Le respondí sin mirarle siquiera mientras alternaba un bocado de jurel encurtido con otro de ensalada. El Rata se quedó reflexionando y, cinco minutos después, repuso:

—Lo bueno de la cerveza es que acabas meándola toda. Es como una jugada doble de la primera base. Que todo queda en nada. —Tras decir estas palabras, se me quedó mirando mientras yo comía—. ¿Por qué sólo lees libros?

Después de tragar el último trozo de jurel acompañado de un trago de cerveza, retiré el plato, cogí La educación sentimental, que tenía a medio leer y que había apartado a un lado durante la comida, y lo hojeé.
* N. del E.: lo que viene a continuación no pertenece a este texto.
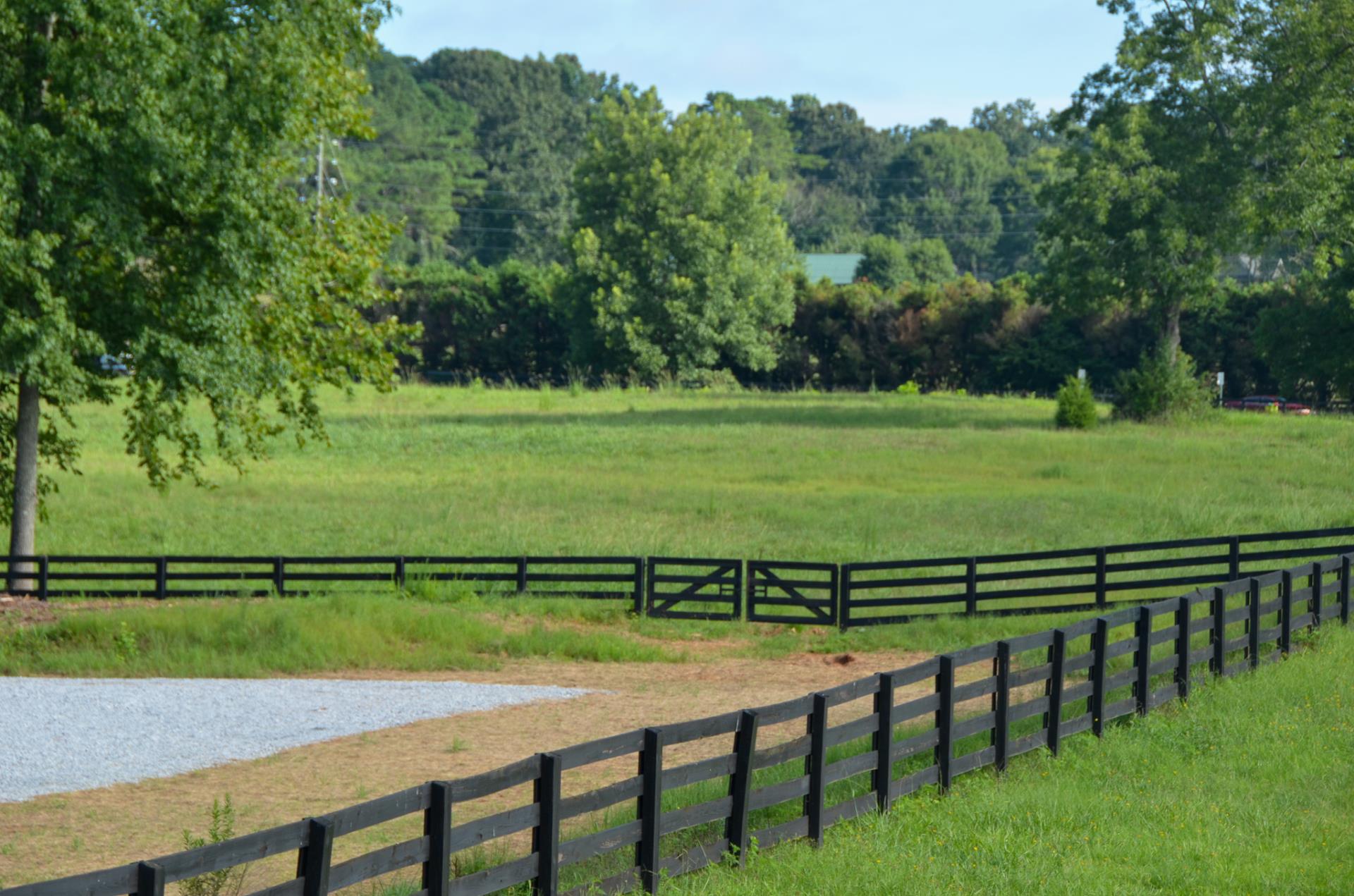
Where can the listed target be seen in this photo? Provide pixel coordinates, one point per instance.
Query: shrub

—Porque Flaubert ya ha muerto.

—¿No lees libros de autores vivos?

—Los autores vivos no tienen ningún valor.

—¿Por qué?

—Me da la impresión de que a los muertos se les pueden perdonar muchas cosas.

Le respondí mientras miraba la reposición de Route 66 en un televisor portátil que había sobre la barra. El Rata se quedó reflexionado una vez más.

—Oye, ¿y qué pasa con los vivos? ¿A los vivos no se les pueden perdonar muchas cosas?

—Pues no lo sé. Nunca he pensado seriamente en eso. Pero, si me apuras, te diré que quizá no. Quizá no se las perdonaría.

Jay se acercó y dejó dos botellas de cervezas llenas frente a nosotros.

—Y si no se las perdonaras, ¿qué harías?

—Pues me agarraría a la almohada, o lo que fuese, y me dormiría.

El Rata sacudió la cabeza con aire de apuro.

—¡Qué cosas tan raras dices! No te acabo de entender —dijo.

Le llené el vaso de cerveza, pero él siguió unos instantes replegado sobre sí mismo, reflexionando.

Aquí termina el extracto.